We both got iPhones a couple of months ago and we both downloaded the 'find my iPhone' app in case they were ever lost or stolen so we could track them down. So far so normal, but then I discovered that if I logged into 'Find my iPhone' using his apple id information instead of mine, (I know his because I'm a bit more technically minded than him and downloaded stuff from the App Store for his phone) I could see exactly where he was when he has his phone with him.
And now I'm addicted. When I'm at work I keep logging on and checking he's where he's supposed to be, at work himself. When he's out with mates (which he does rarely), I check to make sure his location matches where he said he was going to be. He always is.
I feel really nasty doing this, but I can't make myself stop. I'd have killed for something like this with the ex as I could have saved myself a lot of heartache because I could've seen where the rat really was rather than where he told me he was going to be.

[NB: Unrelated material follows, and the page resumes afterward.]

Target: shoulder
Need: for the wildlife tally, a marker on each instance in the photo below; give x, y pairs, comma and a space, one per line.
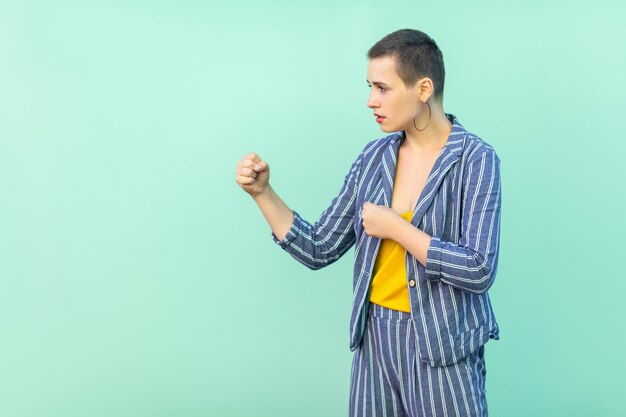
375, 147
476, 148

The thing is sometimes the location thing has glitches. I nearly choked with fear one day when I checked and instead of being at work, the location showed as in some woods about 2 miles from his office. The ex used to meet up with women in car parks in the day sometimes and have sex, so I was in bits. Anyway I called DH immediately at work and guess what - he picked up the phone straight away, he was at his desk all the time. he wondered what the matter was because I sounded upset!
I want to stop this and I know I should. DH deserves better and I feel incredibly grubby. It's just so addicting.
Sorry this was so long and I'm expecting a (deserved) roasting.